Linux Foundation、Linux標準規格「LSB」をアップデート――Linuxアプリの自動テスト用ツールキットもリリース
Linux Foundationは、Open Source Development Labs(OSDL)とFree Standards Group(FSG)が合併して生まれた非営利団体で、今年1月に設立された。同団体は、Windowsに代わる魅力的な選択肢としてLinuxを推進することを目的としており、今回のLSBのアップデートもこの目的に沿ったものと説明している。
Linux Foundationには現在、ITベンダーや大学などおよそ70の企業/組織が加わっている。また、3月に発表された理事会メンバーには、Ubuntu Linuxプロジェクトの創設者であるマーク・シャトルワース氏らが名を連ねている。

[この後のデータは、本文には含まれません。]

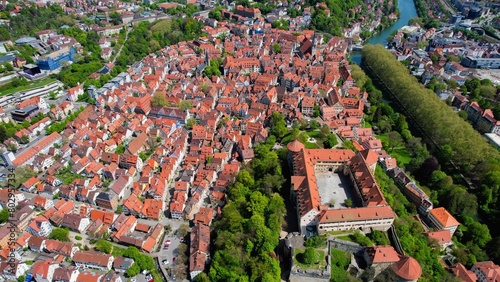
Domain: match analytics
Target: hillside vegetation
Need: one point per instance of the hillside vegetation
(437, 119)
(457, 149)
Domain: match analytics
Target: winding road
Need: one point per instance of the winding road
(121, 47)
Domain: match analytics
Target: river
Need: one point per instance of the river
(407, 11)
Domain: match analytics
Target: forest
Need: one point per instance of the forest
(342, 14)
(32, 19)
(148, 38)
(460, 171)
(245, 238)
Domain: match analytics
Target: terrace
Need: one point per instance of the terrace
(334, 188)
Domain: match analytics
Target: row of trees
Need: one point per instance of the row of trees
(32, 19)
(439, 122)
(456, 141)
(248, 232)
(422, 12)
(148, 38)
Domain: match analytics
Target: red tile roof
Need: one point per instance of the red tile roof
(444, 217)
(407, 268)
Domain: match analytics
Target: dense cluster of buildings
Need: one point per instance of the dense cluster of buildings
(150, 162)
(313, 214)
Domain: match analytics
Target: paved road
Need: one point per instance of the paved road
(121, 47)
(448, 6)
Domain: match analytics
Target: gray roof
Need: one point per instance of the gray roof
(24, 40)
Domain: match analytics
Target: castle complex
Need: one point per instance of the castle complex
(315, 216)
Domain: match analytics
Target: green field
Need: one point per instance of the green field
(319, 266)
(34, 84)
(340, 262)
(401, 154)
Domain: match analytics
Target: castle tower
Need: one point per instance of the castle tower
(407, 269)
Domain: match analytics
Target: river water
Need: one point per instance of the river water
(407, 11)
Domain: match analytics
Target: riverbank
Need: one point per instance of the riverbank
(407, 11)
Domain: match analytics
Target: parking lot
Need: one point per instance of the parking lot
(170, 253)
(335, 188)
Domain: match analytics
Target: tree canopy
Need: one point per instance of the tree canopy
(248, 232)
(61, 234)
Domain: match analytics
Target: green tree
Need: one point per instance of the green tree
(190, 123)
(22, 173)
(313, 124)
(4, 215)
(276, 48)
(185, 105)
(159, 100)
(310, 256)
(133, 270)
(278, 125)
(478, 233)
(331, 141)
(348, 203)
(61, 234)
(395, 139)
(183, 230)
(104, 246)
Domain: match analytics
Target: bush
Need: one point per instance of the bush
(104, 246)
(310, 256)
(316, 241)
(60, 234)
(361, 239)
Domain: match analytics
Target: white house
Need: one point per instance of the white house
(12, 271)
(40, 226)
(75, 222)
(92, 259)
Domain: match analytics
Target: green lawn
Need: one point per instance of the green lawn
(401, 154)
(339, 263)
(346, 237)
(319, 266)
(347, 232)
(34, 84)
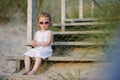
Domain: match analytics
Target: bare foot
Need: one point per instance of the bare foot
(25, 73)
(31, 73)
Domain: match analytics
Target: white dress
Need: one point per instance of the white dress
(41, 51)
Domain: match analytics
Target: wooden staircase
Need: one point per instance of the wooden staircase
(76, 44)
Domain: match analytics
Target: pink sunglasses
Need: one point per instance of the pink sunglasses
(47, 22)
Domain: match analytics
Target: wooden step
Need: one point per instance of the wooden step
(81, 20)
(56, 58)
(78, 43)
(18, 60)
(79, 24)
(81, 32)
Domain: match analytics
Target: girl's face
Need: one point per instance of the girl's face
(44, 23)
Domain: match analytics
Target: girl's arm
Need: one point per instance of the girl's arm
(48, 42)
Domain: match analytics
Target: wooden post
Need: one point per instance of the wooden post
(80, 8)
(92, 8)
(30, 20)
(63, 14)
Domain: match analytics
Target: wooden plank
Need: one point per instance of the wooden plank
(80, 8)
(80, 24)
(29, 21)
(78, 43)
(81, 20)
(63, 14)
(80, 32)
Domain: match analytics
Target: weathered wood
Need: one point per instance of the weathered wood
(29, 21)
(63, 14)
(81, 20)
(56, 58)
(81, 32)
(80, 8)
(78, 43)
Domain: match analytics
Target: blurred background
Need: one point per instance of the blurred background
(13, 25)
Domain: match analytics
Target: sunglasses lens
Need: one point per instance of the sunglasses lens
(44, 22)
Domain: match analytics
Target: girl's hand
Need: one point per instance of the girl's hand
(34, 43)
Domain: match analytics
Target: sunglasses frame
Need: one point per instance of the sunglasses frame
(47, 22)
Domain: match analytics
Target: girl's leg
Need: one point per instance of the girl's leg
(36, 66)
(27, 64)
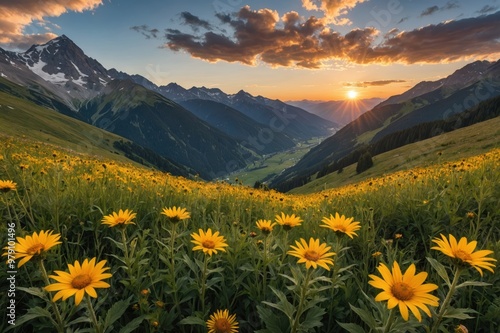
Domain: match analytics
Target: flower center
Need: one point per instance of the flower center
(222, 325)
(402, 291)
(81, 281)
(462, 255)
(120, 220)
(208, 244)
(340, 227)
(35, 249)
(311, 255)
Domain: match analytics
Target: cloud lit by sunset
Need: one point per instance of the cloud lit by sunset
(301, 49)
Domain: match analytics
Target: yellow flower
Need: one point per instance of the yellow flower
(208, 242)
(405, 290)
(464, 252)
(266, 226)
(341, 224)
(221, 322)
(120, 219)
(7, 185)
(176, 214)
(34, 246)
(288, 221)
(312, 254)
(81, 279)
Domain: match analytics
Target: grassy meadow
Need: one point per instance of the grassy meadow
(158, 283)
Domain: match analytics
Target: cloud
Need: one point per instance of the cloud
(17, 15)
(262, 36)
(194, 21)
(378, 83)
(146, 31)
(487, 9)
(431, 10)
(332, 9)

2001年に登場したLSBは、FSGが開発したLinux標準規格で、Linuxディストリビューション間の互換性を高め、LSB準拠の各種ディストリビューションで稼働するアプリケーションを開発できるよう設計されている。現在は、Red Hat LinuxやSUSE Linux、Debian、Ubuntu、Mandriva、Xandrosなど主要LinuxディストリビューションのほとんどがLSBに準拠している。
一方、LSBの新版「LSB 3.1」と同時に発表された「LSB Distribution Testkit」は、Linuxプラットフォームに対応する初の自動テスト用ツールキットで、LSBテスティング・フレームワーク開発プロジェクトの最初の成果と言えるものだ。昨年11月にFSGが発表した同プロジェクトは、ロシア科学アカデミーのシステム・プログラミング研究所と共同で進められている。この新しいLSBテスティング・フレームワークのねらいは、アプリケーション互換性とコード開発の結び付きを強めることにある。
Linux Foundationのエグゼクティブ・ディレクターであるジム・ゼムリン氏は、あらかじめ用意された声明の中で、「上流の設計作業を調整し、下流のインプリメンテーションに対応させることができる初のテスティング・フレームワークを開発するため、あらゆる組織が力を合わせている」と述べた。そのうえで同氏は、いかなる標準であれ、それが有効に機能するには、非常に強力で使いやすいテスティング基盤が必要になると付け加えた。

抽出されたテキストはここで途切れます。